I wonder if he would look at me that way in life.
I wonder who he is.
A faint scuff of feet behind was all that gave Stephen warning before someone spoke, and he managed neither to whip around in surprise, nor jump like a child caught where he shouldn’t be. “He’s not a particularly good-looking fellow, to deserve such lengthy scrutiny.”
The voice was an unfamiliar one, a warm rich tenor that verged on a deeper range, a faint northern accent coloring the tone.
“I suppose not,” Stephen replied, pausing to allow his heart to slow before he introduced himself. “If you value men solely based on looks. But there is more life in his expression than in all the other portraits put together. Either the sitter was a man of uncommon vivacity, or the painter was exceptionally fond of him.”
He turned and looked at the man standing behind him.
His hair was shorter now, and he was dressed for dinner, his cravat impeccably tied and tucked into a cream waistcoat. The man from the portrait stepped in to the gallery, framed by a shaft of light that fell across the floor from the hall. His eyes had not been exaggerated.
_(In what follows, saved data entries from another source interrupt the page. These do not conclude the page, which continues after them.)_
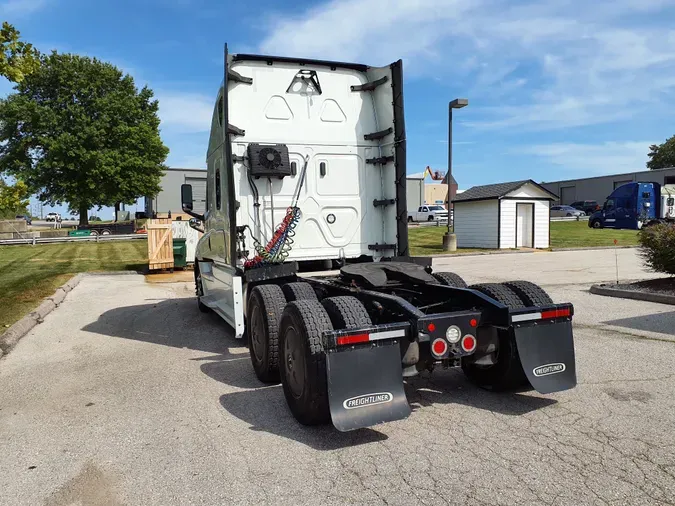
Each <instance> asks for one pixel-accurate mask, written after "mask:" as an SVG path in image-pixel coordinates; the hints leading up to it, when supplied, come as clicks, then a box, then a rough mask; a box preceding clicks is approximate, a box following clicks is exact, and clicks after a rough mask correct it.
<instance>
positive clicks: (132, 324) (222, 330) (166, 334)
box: [82, 294, 245, 359]
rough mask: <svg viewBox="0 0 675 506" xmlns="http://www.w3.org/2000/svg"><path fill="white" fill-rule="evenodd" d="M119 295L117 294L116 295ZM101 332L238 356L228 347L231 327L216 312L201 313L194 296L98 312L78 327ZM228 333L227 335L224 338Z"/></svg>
mask: <svg viewBox="0 0 675 506" xmlns="http://www.w3.org/2000/svg"><path fill="white" fill-rule="evenodd" d="M122 296H123V295H122V294H120V298H121V297H122ZM82 330H86V331H87V332H94V333H96V334H101V335H104V336H111V337H119V338H122V339H133V340H134V341H142V342H146V343H152V344H159V345H162V346H172V347H174V348H188V349H191V350H198V351H204V352H208V353H217V354H218V355H219V357H220V358H223V359H224V358H239V357H241V355H232V354H230V353H229V351H228V348H229V347H240V346H245V344H243V343H238V342H236V341H235V340H234V339H233V338H232V337H231V336H232V329H231V328H230V327H229V326H228V325H227V324H226V323H225V322H224V321H223V320H222V319H221V318H220V317H218V316H217V315H216V314H214V313H210V314H204V313H201V312H200V311H199V309H198V308H197V301H196V299H194V298H179V299H166V300H161V301H158V302H154V303H151V304H142V305H137V306H126V307H118V308H115V309H111V310H109V311H106V312H104V313H102V314H101V315H100V316H99V317H98V319H97V320H96V321H95V322H93V323H90V324H88V325H86V326H84V327H83V328H82ZM228 337H229V338H230V339H228Z"/></svg>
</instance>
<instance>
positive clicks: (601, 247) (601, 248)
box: [551, 246, 639, 251]
mask: <svg viewBox="0 0 675 506" xmlns="http://www.w3.org/2000/svg"><path fill="white" fill-rule="evenodd" d="M635 248H639V246H588V247H587V248H551V251H593V250H599V249H635Z"/></svg>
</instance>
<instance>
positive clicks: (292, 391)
mask: <svg viewBox="0 0 675 506" xmlns="http://www.w3.org/2000/svg"><path fill="white" fill-rule="evenodd" d="M303 351H304V350H303V342H302V338H301V337H300V335H298V332H297V331H296V330H295V327H293V326H290V327H288V328H287V329H286V335H285V336H284V359H285V360H284V368H285V369H286V383H287V384H288V388H289V390H290V391H291V395H292V396H293V397H294V398H296V399H299V398H300V397H302V393H303V391H304V389H305V388H304V387H305V357H304V353H303Z"/></svg>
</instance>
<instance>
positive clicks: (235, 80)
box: [227, 68, 253, 84]
mask: <svg viewBox="0 0 675 506" xmlns="http://www.w3.org/2000/svg"><path fill="white" fill-rule="evenodd" d="M227 79H228V80H229V81H235V82H237V83H244V84H253V79H252V78H250V77H244V76H242V75H241V74H240V73H239V72H235V71H234V70H232V69H230V68H228V69H227Z"/></svg>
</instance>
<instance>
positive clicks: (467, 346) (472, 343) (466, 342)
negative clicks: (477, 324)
mask: <svg viewBox="0 0 675 506" xmlns="http://www.w3.org/2000/svg"><path fill="white" fill-rule="evenodd" d="M462 349H463V350H464V351H473V350H475V349H476V338H475V337H473V336H472V335H470V334H467V335H465V336H464V337H463V338H462Z"/></svg>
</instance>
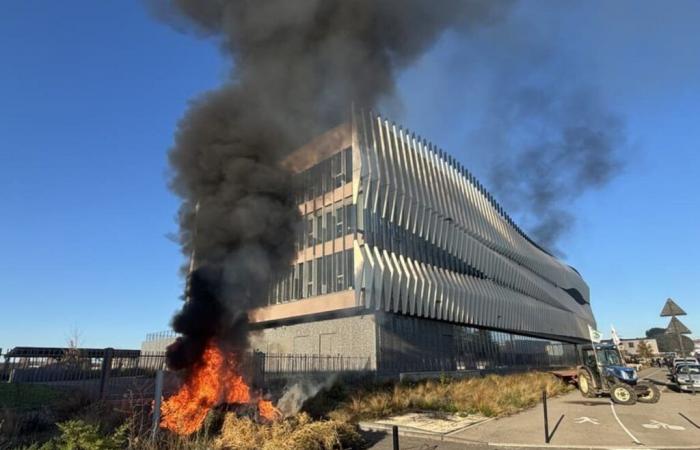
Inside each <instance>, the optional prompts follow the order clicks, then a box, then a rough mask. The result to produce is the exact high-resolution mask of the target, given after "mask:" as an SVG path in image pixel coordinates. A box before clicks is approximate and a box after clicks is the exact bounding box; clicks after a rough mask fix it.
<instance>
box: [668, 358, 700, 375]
mask: <svg viewBox="0 0 700 450" xmlns="http://www.w3.org/2000/svg"><path fill="white" fill-rule="evenodd" d="M682 364H700V363H698V360H697V359H695V358H673V370H672V371H673V372H675V371H676V368H677V367H678V366H679V365H682Z"/></svg>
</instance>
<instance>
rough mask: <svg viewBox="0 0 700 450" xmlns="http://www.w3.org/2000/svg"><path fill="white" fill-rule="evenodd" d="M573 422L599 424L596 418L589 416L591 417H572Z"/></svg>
mask: <svg viewBox="0 0 700 450" xmlns="http://www.w3.org/2000/svg"><path fill="white" fill-rule="evenodd" d="M574 423H592V424H593V425H600V422H599V421H598V419H596V418H591V417H586V416H583V417H577V418H576V419H574Z"/></svg>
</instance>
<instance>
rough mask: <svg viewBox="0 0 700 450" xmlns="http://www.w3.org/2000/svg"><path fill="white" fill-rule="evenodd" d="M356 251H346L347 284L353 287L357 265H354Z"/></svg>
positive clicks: (345, 280) (346, 278)
mask: <svg viewBox="0 0 700 450" xmlns="http://www.w3.org/2000/svg"><path fill="white" fill-rule="evenodd" d="M353 259H354V252H353V251H352V249H350V250H346V251H345V286H347V287H349V288H350V287H353V286H354V285H355V281H354V276H355V267H354V261H353Z"/></svg>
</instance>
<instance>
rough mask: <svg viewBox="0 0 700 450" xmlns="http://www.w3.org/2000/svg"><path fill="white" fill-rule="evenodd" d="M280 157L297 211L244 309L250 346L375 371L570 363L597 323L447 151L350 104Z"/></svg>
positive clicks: (580, 284)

They had been perhaps underplayed, and that grey-blue gaze regarded Stephen with a peculiar intensity. He was a little taller than Stephen, his frame of very pleasing proportions, and had a controlled energy to his walk that suggested strength lying beneath the layers of wool and linen.
“Or he was his own painter,” the newcomer said, his lip quirking up in that selfsame knowing smile, “and both irredeemably prone to vanity and in desperate need of an honest friend to check him in his fancy.”
3. Joshua, cousin to the Countess of Horlock, hates dinner parties. He comes back to his room and finds a friend already there.
Joshua lowered himself into the armchair in his room, and loosened his cravat with a peevish snap.
“That bad, was it?” Sophie asked from the chair opposite, her legs curled under her. She closed the book in her hands, tucking it into her lap. It said something that he wasn’t the least bit surprised by her presence, though by all rights he should have been appropriately scandalized. He could always tell her to leave, as though that would do any good. The girl was like a cat; she went where she pleased and did what she liked, and woe betide anyone but her employer who tried to force her otherwise.
“I had no idea,” Joshua said, checking first to be sure the door was most securely closed, “that her ladyship had such strong opinions about the idea of gas lighting.”
“Ooh, yes, did she get on about that again?” Sophie replied with a pleased grin. “’Those gas lines will be a blight on the city,’” she imitated bitingly. “’They’re an invitation to treachery and a first stage toward a new Gunpowder Plot,’ to hear her go on. And did you know,” she asked rhetorically, the light of mischief in her eyes, “that they’re sinful as well? Apparently Our Lord and Savior would prefer candlelight.”
“Lord save us from the march of progress,” Joshua sighed, and rubbed his forehead. Exhaustion nipped around the edges of his eyes, his shoulders aching. “You were quite right, by the way.” He glanced up at Sophie, not too tired to add to her amusement. “Lady Chalcroft’s got her eye set on Coventry for her eldest. The two of them would set on her rivals like a pair of wild dogs if they thought it would get her a hand-span closer to a coronet.”